High levels of stress and anxiety, and working from home hasn’t helped. Some are day trading for hours on their laptops – or accessing trading platforms from smartphones, where they can buy and sell shares, derivatives and cryptocurrencies 24/7 on apps. Some 1.8 million adults in the UK started day trading on online platforms during the pandemic, according to research firm Consumer Intelligence.

“People with a lack of experience are going to get slaughtered,” says Lee. “Some see the volatility as an opportunity to make money and don’t see the downside. They might have a couple of days of making money and think ‘I am going to up the ante and risk more money’ and that is the day they lose. Then they get into the situation where they think they are needing to make more – and they start chasing the money. I had a patient who was in full-blown gambling addiction. They worked for a financial company and pretty much their month’s money was gone in the first two days. Another would try and gamble his way out of his addictions, including drug addiction, and lost about £200k.

“If you have that propensity, and see living costs going up, you’ll think ‘I will just gamble a bit more’ to make some money. And there will be a flurry of bets of course with the World Cup on.”

This is where DBT comes in. DBT (dialectical behaviour therapy), a treatment originally developed for individuals with borderline personality disorder, has been shown to be effective for the treatment of gambling because it provides individuals with skills that help them tolerate distress, improve emotional regulation, and cultivate mindfulness. If CBT (cognitive behavioural therapy) can be summed up as thinking your way into a new way of behaving, DBT is about behaving in a way which will change your thinking.

“The DBT work we do works well for gambling addicts because they can see whether they attach emotions to what they are doing,” says Lee. “Some have lost hundreds of thousands of pounds.

“A lot of gamblers start winning and think it is going to be easy and they risk more and more. In poker, where the better player wins, sometimes the losing player just can’t handle it and constantly wants to prove themselves to be the better player. It’s mostly men I see but more and more women are beginning to suffer. They are gambling recovery groups online, sometimes just for women, as well as Gamblers Anonymous.

“In this difficult economic climate, there are these massive tournaments – it is super toxic – and with Christmas coming up and money being even tighter, some people think that winning money is the easy or only solution. They think ‘if I can gamble a little bit better, I can win more’, and sometimes it works but most often it doesn’t.”

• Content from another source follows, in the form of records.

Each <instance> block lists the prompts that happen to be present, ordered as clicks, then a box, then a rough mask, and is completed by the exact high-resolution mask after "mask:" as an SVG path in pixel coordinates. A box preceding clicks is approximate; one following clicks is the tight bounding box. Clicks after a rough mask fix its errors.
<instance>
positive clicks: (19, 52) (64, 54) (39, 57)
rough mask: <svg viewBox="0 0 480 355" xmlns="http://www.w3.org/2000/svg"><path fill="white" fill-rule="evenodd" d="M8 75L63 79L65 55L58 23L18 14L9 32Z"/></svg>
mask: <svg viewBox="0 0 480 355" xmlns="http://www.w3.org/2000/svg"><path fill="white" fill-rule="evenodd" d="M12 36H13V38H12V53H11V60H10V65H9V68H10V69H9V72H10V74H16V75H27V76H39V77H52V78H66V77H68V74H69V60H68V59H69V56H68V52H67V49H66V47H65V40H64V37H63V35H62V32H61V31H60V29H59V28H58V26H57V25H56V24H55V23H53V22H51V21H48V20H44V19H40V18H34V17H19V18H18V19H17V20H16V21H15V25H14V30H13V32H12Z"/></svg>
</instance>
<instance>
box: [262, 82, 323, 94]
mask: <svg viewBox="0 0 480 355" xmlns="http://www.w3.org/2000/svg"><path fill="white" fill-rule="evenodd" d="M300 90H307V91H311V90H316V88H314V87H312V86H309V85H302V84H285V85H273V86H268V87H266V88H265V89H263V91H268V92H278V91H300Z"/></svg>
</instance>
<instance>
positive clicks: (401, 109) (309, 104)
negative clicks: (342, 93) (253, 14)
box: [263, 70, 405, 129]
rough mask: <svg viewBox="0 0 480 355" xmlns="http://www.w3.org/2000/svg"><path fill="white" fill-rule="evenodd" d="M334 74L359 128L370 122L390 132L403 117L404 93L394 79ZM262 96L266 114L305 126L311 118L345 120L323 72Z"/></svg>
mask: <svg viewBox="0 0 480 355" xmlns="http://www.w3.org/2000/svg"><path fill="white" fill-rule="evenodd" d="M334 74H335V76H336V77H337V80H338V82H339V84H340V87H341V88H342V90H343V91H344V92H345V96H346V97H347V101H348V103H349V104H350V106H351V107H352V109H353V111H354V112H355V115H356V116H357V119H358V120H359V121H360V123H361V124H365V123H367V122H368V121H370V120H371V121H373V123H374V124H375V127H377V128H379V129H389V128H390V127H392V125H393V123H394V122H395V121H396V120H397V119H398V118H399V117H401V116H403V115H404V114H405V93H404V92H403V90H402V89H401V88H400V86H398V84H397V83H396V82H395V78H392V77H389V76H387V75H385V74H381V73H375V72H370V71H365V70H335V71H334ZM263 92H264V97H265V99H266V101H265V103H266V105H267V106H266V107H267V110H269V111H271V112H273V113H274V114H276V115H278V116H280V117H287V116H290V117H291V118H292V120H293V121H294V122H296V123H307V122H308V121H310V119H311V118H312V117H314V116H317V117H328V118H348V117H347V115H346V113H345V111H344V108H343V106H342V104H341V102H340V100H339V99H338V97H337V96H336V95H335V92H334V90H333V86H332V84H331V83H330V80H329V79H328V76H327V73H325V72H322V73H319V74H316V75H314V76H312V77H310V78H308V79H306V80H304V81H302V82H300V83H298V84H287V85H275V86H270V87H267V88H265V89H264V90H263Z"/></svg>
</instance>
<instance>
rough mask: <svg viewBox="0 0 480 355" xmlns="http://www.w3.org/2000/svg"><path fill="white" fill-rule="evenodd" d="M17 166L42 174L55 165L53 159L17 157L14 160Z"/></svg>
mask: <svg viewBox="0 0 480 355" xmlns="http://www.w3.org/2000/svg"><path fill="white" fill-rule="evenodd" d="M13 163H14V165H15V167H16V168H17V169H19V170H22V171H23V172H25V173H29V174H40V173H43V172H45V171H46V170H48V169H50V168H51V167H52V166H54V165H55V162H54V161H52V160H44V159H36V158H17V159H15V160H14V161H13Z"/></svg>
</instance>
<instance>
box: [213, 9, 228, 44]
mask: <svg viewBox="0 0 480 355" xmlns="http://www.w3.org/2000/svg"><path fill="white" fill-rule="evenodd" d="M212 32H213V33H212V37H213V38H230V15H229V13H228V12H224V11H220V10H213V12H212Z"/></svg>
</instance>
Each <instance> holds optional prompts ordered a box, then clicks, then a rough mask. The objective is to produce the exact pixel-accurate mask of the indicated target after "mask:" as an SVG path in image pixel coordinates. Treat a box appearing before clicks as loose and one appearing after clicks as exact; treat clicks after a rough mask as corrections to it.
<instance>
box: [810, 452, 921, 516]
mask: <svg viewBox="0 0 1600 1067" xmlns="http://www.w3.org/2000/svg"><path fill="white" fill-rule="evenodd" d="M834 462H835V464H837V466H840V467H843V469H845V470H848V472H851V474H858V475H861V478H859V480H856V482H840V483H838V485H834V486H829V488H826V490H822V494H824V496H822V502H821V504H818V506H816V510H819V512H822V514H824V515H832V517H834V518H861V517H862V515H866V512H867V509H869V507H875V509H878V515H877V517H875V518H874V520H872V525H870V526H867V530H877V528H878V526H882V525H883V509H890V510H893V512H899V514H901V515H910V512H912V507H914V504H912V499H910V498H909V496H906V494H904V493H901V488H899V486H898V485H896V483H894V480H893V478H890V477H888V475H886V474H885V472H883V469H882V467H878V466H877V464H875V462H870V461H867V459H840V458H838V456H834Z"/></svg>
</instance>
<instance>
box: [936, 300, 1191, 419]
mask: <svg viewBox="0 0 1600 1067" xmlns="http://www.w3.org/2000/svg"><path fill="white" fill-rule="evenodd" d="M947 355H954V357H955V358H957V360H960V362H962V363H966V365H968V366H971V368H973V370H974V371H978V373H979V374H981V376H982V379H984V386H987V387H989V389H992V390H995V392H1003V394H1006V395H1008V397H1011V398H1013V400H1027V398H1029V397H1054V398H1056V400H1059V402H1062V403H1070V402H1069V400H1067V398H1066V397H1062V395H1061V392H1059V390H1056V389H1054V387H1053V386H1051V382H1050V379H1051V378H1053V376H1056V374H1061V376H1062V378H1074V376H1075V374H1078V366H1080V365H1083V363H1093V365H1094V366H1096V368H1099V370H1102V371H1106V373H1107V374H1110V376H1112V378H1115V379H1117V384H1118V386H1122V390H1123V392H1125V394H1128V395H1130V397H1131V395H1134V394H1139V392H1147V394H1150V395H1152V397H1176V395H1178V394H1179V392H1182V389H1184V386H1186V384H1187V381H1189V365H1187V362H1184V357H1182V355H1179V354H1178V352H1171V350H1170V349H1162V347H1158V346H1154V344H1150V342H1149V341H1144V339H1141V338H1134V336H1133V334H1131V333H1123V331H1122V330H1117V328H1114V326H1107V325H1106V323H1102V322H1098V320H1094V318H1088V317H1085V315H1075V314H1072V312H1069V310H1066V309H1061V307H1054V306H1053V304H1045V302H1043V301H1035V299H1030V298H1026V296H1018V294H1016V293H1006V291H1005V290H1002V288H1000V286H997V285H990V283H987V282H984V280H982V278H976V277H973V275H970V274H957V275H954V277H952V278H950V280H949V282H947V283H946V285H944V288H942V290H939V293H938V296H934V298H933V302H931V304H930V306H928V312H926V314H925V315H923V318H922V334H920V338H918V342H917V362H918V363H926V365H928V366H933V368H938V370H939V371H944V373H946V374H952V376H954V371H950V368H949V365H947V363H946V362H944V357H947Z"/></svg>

Priory has seen a 41% rise in people inquiring about private treatment for gambling addiction, comparing similar periods for 2021 and 2022.

“My advice to gamblers is simple: just don’t do it,” says Lee. “I ask patients ‘how successful has your gambling been in past? Have you ever gambled emotionally to change the way you feel? Can you just feel pleased that your team is winning in the World Cup rather than putting a bet on them?

“Gambling is not gender specific and one of the addictive behaviours more likely to lead to suicide. Gamblers can normally hide their addiction from others for longer than substance misusers, as the physical effects are often absent. Yet when the horrors of their addiction are discovered, it is often too late and homes, careers and even lives are lost.”